Recently, heat and mass distributions within a greenhouse were assumed to be homogeneous. Heat is gained or lost in absolute terms, and crop contribution in a greenhouse or its effect is not considered. In this study, statistical analyses were conducted to establish the significance of heat and mass variation at sensor nodes in two single-span and multi-span greenhouses. Three greenhouses were used in this study, 168 m 2 floor area a single-layered (SLG), double-layered (DLG) single-span gothic roof type greenhouses, and 7572.6 m 2 floor area multi-span greenhouse (MSG).

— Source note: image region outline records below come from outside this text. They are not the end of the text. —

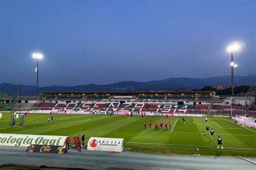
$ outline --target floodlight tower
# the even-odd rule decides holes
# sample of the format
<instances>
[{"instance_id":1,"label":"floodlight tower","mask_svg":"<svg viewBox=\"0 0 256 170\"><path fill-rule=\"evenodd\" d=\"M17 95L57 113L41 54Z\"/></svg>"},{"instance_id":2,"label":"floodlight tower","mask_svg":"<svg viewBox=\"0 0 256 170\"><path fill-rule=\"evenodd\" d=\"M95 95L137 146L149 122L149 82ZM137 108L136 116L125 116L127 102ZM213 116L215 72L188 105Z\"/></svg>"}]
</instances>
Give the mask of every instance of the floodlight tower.
<instances>
[{"instance_id":1,"label":"floodlight tower","mask_svg":"<svg viewBox=\"0 0 256 170\"><path fill-rule=\"evenodd\" d=\"M234 95L234 67L237 67L237 65L233 61L233 52L239 50L240 48L240 47L238 44L234 44L227 47L226 49L227 52L231 52L231 63L230 64L231 66L231 96Z\"/></svg>"},{"instance_id":2,"label":"floodlight tower","mask_svg":"<svg viewBox=\"0 0 256 170\"><path fill-rule=\"evenodd\" d=\"M35 72L37 72L37 76L36 76L36 95L38 95L38 72L39 72L39 68L38 68L38 61L43 59L43 55L40 53L33 53L32 55L32 57L34 59L37 59L37 67L36 67L36 69Z\"/></svg>"}]
</instances>

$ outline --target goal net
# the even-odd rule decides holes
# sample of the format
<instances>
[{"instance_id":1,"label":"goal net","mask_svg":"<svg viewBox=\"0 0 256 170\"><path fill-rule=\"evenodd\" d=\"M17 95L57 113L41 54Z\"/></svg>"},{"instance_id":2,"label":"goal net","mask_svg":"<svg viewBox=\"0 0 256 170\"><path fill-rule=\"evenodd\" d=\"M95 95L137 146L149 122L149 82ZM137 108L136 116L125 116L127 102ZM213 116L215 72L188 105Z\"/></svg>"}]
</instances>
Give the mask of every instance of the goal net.
<instances>
[{"instance_id":1,"label":"goal net","mask_svg":"<svg viewBox=\"0 0 256 170\"><path fill-rule=\"evenodd\" d=\"M255 120L256 119L254 118L253 117L246 117L244 116L239 116L236 115L235 120L238 122L238 123L240 123L242 125L242 127L245 126L255 128L256 123L255 123Z\"/></svg>"}]
</instances>

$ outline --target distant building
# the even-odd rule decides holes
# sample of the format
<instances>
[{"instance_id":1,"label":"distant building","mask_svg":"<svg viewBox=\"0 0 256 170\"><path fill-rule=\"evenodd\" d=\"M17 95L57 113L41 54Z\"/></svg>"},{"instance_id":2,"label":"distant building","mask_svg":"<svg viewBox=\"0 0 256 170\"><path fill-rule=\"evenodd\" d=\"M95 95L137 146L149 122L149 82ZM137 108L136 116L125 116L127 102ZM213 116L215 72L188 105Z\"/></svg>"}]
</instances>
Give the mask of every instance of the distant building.
<instances>
[{"instance_id":1,"label":"distant building","mask_svg":"<svg viewBox=\"0 0 256 170\"><path fill-rule=\"evenodd\" d=\"M216 85L214 85L213 87L217 89L217 90L223 89L223 86L222 86L222 84L216 84Z\"/></svg>"}]
</instances>

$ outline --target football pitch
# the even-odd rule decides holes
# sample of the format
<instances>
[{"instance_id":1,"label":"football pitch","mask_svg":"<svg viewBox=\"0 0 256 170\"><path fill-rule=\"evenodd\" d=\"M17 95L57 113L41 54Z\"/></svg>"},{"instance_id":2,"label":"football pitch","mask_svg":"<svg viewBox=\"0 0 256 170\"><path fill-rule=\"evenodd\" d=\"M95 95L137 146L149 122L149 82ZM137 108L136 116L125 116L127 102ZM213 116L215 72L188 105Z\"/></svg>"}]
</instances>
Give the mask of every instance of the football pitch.
<instances>
[{"instance_id":1,"label":"football pitch","mask_svg":"<svg viewBox=\"0 0 256 170\"><path fill-rule=\"evenodd\" d=\"M53 122L48 122L49 114L28 114L24 126L18 129L19 119L15 127L10 126L10 115L3 114L0 119L0 133L69 134L71 137L84 133L85 140L91 137L124 138L124 147L130 151L192 155L198 148L201 155L256 157L256 130L237 125L228 118L209 117L206 124L203 117L186 117L187 121L184 124L181 117L142 118L135 116L130 118L124 115L53 114ZM156 131L154 123L161 121L170 121L172 130ZM215 132L212 139L209 133L205 133L206 125ZM223 139L223 150L217 148L218 135Z\"/></svg>"}]
</instances>

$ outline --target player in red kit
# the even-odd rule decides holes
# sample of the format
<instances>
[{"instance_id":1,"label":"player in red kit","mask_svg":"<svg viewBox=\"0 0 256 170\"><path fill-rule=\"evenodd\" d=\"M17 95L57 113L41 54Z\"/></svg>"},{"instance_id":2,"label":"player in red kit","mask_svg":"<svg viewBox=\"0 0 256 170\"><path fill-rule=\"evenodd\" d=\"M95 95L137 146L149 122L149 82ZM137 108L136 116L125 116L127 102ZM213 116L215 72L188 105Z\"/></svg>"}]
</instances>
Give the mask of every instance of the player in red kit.
<instances>
[{"instance_id":1,"label":"player in red kit","mask_svg":"<svg viewBox=\"0 0 256 170\"><path fill-rule=\"evenodd\" d=\"M77 137L77 151L80 151L81 152L81 140L79 139L78 137Z\"/></svg>"},{"instance_id":2,"label":"player in red kit","mask_svg":"<svg viewBox=\"0 0 256 170\"><path fill-rule=\"evenodd\" d=\"M71 141L71 138L69 137L69 135L68 135L68 137L66 138L66 146L68 147L68 150L69 150L69 144Z\"/></svg>"},{"instance_id":3,"label":"player in red kit","mask_svg":"<svg viewBox=\"0 0 256 170\"><path fill-rule=\"evenodd\" d=\"M172 125L171 124L171 122L169 121L169 129L171 130L172 129Z\"/></svg>"},{"instance_id":4,"label":"player in red kit","mask_svg":"<svg viewBox=\"0 0 256 170\"><path fill-rule=\"evenodd\" d=\"M154 130L157 131L158 130L158 124L157 124L157 122L156 122L156 124L154 124Z\"/></svg>"},{"instance_id":5,"label":"player in red kit","mask_svg":"<svg viewBox=\"0 0 256 170\"><path fill-rule=\"evenodd\" d=\"M163 122L161 121L160 122L160 129L162 129L163 128Z\"/></svg>"},{"instance_id":6,"label":"player in red kit","mask_svg":"<svg viewBox=\"0 0 256 170\"><path fill-rule=\"evenodd\" d=\"M167 125L168 125L168 123L167 123L167 122L165 122L165 123L164 124L164 126L165 126L165 130L168 130Z\"/></svg>"},{"instance_id":7,"label":"player in red kit","mask_svg":"<svg viewBox=\"0 0 256 170\"><path fill-rule=\"evenodd\" d=\"M75 149L76 150L77 150L77 139L78 138L78 137L77 136L76 136L76 134L75 134L75 136L74 136L74 138L73 138L73 140L74 140L74 142L75 142Z\"/></svg>"}]
</instances>

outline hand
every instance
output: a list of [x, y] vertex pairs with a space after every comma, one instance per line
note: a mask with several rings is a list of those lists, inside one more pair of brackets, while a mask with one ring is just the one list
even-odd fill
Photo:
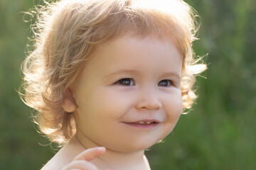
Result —
[[106, 151], [105, 147], [93, 147], [87, 149], [76, 156], [74, 160], [65, 166], [62, 170], [82, 169], [82, 170], [98, 170], [98, 169], [89, 162], [97, 157], [103, 154]]

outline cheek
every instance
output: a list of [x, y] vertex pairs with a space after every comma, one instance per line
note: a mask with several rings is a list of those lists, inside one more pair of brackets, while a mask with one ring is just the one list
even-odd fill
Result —
[[169, 100], [166, 100], [166, 104], [164, 105], [165, 112], [168, 117], [169, 122], [171, 122], [172, 125], [175, 125], [183, 110], [182, 97], [181, 95], [177, 94]]

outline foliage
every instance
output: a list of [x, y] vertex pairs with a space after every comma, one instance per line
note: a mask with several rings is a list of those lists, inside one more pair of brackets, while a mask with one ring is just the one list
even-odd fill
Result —
[[[193, 46], [208, 69], [199, 98], [163, 142], [146, 152], [152, 169], [255, 169], [256, 2], [187, 0], [200, 14]], [[20, 64], [31, 35], [23, 14], [38, 1], [0, 1], [0, 169], [38, 169], [54, 152], [18, 98]]]

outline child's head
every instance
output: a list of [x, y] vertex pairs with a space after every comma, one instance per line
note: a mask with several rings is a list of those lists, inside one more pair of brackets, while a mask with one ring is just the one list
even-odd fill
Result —
[[[73, 111], [68, 113], [64, 101], [74, 100], [72, 90], [93, 53], [102, 45], [128, 35], [139, 42], [150, 38], [176, 47], [181, 61], [183, 108], [191, 107], [196, 97], [192, 90], [194, 74], [203, 71], [193, 59], [196, 30], [193, 13], [182, 1], [60, 1], [38, 10], [35, 50], [23, 68], [25, 101], [38, 110], [36, 121], [51, 141], [63, 144], [76, 132]], [[89, 101], [93, 97], [90, 95], [85, 100]]]

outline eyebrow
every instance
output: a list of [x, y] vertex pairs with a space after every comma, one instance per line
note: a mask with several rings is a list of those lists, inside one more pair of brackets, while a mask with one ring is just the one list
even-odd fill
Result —
[[[112, 76], [114, 76], [118, 74], [140, 74], [139, 72], [137, 70], [133, 70], [133, 69], [120, 69], [118, 70], [115, 72], [113, 72], [110, 74], [108, 74], [107, 76], [105, 76], [104, 77], [104, 79], [108, 79], [110, 77]], [[163, 76], [176, 76], [177, 77], [178, 79], [181, 79], [181, 75], [176, 72], [165, 72], [164, 74], [161, 74]]]
[[104, 79], [107, 79], [112, 76], [114, 76], [118, 74], [139, 74], [138, 71], [133, 70], [133, 69], [119, 69], [117, 72], [113, 72], [110, 74], [108, 74], [104, 77]]

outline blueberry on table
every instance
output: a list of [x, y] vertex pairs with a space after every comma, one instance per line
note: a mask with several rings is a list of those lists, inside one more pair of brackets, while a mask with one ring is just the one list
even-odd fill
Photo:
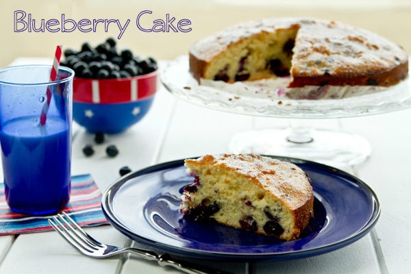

The microclimatic parameters investigated were temperature (T), relative humidity (RH), solar radiation (SR), carbon dioxide (CO 2 ), and vapor pressure deficit (VPD). To check their horizontal distribution, all microclimate data collected from each sensor node in each greenhouse were subjected to descriptive statistics and Tukey honestly significant difference (HSD) test. The lowest minimum temperatures of 2.93 °C, 3.33 °C and 10.50 °C were recorded at sensor points in SLG, DLG, and MSG, respectively, whereas the highest maximum temperatures of 29.17 °C, 29.07 °C and 27.20 °C were recorded at sensor point, in SLG, DLG, and MSG, respectively. The difference between the center and the side into the single-span was approximately 0.88–1.0 °C and in the MSG was approximately 1.03 °C. Significant variation was observed in the horizontal distribution of T, RH, SR, and VPD within SLG, DLG, and MSG. Also significant was CO 2 in the MSG. Estimating the energy demand of greenhouses should be done based on the distribution rather than assuming microclimatic parameters homogeneity, especially for T, with VPD as a control parameter. Such estimation should also be done using a crop model that considers instant changes in air and crop temperature.

Suggested Citation

  • Qazeem Opeyemi Ogunlowo & Timothy Denen Akpenpuun & Wook-Ho Na & Anis Rabiu & Misbaudeen Aderemi Adesanya & Kwame Sasu Addae & Hyeon-Tae Kim & Hyun-Woo Lee, 2021. "Analysis of Heat and Mass Distribution in a Single- and Multi-Span Greenhouse Microclimate," Agriculture, MDPI, vol. 11(9), pages 1-24, September.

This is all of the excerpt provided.